Only the University of Limerick has a higher graduate employment rate than DCU

Dublin City University was named the leading university in Dublin and second in Ireland for graduate employment. Just one per cent behind the University of Limerick.

The figures were released on February 18th as part of the 2017 Higher Education Authority’s (HEA) Outcomes Survey.

Figures released by the HEA revealed that 79 per cent of DCU graduates find employment within six months of graduating or are due to start a new job within the next three months.

The study found that 70 per cent of DCU graduates are working fulltime. Seven per cent are in part-time work and two per cent are due to start a job within the next three months.

This figure increased from 2014, when 73 per cent of DCU graduates were employed within six months of leaving the university. In 2012, DCU’s graduate employment was 68.6 per cent.

DCU President Brian MacCraith said that the results “demonstrate that we are not only providing programmes that are relevant for today’s economy but also that we are delivering highly sought-after graduates who are ready for the world of work.”

A total of 58,136 students graduated from universities and colleges in Ireland in 2017. The study also found that university graduates are more likely to be employed and earn more.

Commenting on DCU’s success, Executive Dean of the DCU Business School, Anne Sinnott said: “our close connection to industry and government ensures relevance and recency in our research, which is brought into the classroom leading to ‘work-ready’ graduates, high rates of employment after graduation, and industry-relevant programmes.”

The report stated that: 83 per cent of education graduates, 49 per cent of arts and humanities graduates, 73 per cent of business graduates and 79 per cent of engineering graduates are working full time.

“Industry-relevant projects, content and experience have been integral to our engineering programmes, and that maps directly and strongly to employability.
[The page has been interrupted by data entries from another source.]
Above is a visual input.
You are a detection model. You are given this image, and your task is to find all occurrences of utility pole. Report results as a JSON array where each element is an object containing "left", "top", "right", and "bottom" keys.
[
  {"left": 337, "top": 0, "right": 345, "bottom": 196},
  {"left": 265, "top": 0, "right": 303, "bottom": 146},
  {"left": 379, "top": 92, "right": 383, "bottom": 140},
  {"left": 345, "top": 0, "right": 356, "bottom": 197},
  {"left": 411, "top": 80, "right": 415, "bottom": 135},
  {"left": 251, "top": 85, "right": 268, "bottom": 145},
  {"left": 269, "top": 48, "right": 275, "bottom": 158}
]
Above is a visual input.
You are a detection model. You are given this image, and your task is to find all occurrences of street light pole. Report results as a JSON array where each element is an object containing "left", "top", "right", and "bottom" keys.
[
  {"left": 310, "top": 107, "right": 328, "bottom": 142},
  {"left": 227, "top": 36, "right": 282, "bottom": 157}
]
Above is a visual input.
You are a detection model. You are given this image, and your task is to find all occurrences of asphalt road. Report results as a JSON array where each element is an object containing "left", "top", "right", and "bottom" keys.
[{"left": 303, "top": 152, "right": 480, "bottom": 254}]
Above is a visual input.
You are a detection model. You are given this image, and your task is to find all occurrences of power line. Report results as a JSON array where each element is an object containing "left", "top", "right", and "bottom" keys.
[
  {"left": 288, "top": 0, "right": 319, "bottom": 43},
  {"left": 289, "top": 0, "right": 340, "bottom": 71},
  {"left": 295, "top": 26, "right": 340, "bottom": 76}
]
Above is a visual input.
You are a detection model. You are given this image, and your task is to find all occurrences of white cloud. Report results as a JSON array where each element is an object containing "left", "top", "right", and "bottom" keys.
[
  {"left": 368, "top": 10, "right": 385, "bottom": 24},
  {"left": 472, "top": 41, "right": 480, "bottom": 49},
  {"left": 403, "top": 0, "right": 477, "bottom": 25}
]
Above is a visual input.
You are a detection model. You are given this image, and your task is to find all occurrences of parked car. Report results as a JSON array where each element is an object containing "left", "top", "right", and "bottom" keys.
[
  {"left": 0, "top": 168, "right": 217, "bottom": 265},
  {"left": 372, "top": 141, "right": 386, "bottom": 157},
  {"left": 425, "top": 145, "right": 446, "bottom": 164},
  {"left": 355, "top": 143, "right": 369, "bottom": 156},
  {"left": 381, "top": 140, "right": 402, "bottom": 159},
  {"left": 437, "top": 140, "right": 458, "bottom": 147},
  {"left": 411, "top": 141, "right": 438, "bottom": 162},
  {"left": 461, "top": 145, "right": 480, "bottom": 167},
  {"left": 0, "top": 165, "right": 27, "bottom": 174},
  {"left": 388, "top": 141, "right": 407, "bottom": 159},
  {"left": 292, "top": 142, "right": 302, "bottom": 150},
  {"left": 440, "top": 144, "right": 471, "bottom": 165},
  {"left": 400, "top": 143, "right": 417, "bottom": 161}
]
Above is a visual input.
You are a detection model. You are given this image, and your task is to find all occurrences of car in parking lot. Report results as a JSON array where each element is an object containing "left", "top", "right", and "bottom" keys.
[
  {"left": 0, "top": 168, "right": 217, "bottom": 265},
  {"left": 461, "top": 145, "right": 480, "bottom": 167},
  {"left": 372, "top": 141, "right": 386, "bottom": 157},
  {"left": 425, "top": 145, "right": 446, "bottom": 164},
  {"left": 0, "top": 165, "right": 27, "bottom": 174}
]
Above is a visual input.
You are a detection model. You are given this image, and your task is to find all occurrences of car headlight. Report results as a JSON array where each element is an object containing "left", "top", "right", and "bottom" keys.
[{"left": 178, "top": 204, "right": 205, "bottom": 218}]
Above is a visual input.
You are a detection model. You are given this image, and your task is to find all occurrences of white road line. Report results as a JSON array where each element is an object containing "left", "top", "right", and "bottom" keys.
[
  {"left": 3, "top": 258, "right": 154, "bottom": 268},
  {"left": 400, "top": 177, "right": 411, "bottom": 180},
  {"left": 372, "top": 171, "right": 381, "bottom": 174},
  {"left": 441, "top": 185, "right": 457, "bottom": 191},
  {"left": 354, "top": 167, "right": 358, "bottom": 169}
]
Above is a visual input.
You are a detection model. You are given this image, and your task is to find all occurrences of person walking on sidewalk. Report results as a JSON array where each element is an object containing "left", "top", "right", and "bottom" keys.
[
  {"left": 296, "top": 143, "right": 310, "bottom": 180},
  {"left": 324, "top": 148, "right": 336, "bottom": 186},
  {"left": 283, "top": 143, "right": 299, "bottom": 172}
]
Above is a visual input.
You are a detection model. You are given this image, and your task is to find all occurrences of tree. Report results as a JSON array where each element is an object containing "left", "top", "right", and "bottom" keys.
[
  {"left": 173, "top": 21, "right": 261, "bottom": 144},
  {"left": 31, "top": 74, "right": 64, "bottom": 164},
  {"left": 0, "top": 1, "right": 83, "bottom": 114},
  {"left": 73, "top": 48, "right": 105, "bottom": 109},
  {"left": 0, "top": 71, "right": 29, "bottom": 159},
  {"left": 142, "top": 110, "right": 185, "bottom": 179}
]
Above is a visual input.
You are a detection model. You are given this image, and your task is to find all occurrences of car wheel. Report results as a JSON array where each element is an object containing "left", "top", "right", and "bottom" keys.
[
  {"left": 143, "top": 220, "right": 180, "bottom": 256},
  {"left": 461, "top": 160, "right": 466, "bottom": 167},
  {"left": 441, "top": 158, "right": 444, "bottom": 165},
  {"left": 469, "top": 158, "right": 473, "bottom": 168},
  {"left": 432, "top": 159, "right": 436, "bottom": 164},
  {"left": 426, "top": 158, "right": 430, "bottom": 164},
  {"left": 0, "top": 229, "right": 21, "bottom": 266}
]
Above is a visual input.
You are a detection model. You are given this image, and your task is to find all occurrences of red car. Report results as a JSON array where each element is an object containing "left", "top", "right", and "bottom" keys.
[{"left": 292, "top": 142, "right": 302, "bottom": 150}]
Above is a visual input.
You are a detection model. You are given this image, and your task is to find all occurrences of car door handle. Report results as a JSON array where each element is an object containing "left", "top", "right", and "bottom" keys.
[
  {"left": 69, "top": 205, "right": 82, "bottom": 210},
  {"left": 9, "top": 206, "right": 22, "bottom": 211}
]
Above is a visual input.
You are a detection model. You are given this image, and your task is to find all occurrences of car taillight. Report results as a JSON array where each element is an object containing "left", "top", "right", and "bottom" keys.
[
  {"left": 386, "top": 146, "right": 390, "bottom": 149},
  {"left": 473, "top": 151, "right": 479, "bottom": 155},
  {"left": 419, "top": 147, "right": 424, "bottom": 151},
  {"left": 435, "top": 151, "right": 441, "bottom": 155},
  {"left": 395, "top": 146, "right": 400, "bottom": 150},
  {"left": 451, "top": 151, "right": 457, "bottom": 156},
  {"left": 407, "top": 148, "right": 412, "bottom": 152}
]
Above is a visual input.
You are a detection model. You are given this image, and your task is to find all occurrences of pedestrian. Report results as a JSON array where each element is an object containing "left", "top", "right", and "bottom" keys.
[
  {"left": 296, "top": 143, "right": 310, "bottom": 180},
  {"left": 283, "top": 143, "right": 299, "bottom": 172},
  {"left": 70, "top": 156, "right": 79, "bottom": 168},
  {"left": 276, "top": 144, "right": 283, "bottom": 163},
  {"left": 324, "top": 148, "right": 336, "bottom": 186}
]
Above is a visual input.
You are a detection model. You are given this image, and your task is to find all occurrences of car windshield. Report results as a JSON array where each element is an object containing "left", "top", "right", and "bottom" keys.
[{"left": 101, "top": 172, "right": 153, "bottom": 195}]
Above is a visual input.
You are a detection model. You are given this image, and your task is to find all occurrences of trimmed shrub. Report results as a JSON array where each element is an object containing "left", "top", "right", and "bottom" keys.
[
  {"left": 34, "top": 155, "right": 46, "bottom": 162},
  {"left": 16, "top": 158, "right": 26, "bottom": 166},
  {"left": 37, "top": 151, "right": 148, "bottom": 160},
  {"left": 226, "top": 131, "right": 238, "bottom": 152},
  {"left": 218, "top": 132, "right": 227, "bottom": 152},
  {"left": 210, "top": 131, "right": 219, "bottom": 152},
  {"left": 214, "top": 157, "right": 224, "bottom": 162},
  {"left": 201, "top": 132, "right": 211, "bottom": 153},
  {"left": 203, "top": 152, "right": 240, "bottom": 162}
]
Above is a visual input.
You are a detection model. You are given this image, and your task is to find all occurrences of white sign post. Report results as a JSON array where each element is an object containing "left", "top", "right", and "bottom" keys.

We work hard to renew curricula and develop new ways of engaging with industry so that this ethos remains vibrant and effective,” Executive Dean of the DCU School of Engineering and Computing, Lisa Looney said.

Ireland has also seen a continuing expansion of third level education. In 2017 there were over 186,000 full-time students in third level education, with numbers likely to increase.

The survey found that 78 per cent of graduates in Ireland are in employment or due to start a job within nine months of leaving university. Some 14 per cent continue onto further study and five per cent are unemployed.

The survey was done in collaboration with the Central Statistics Office (CSO).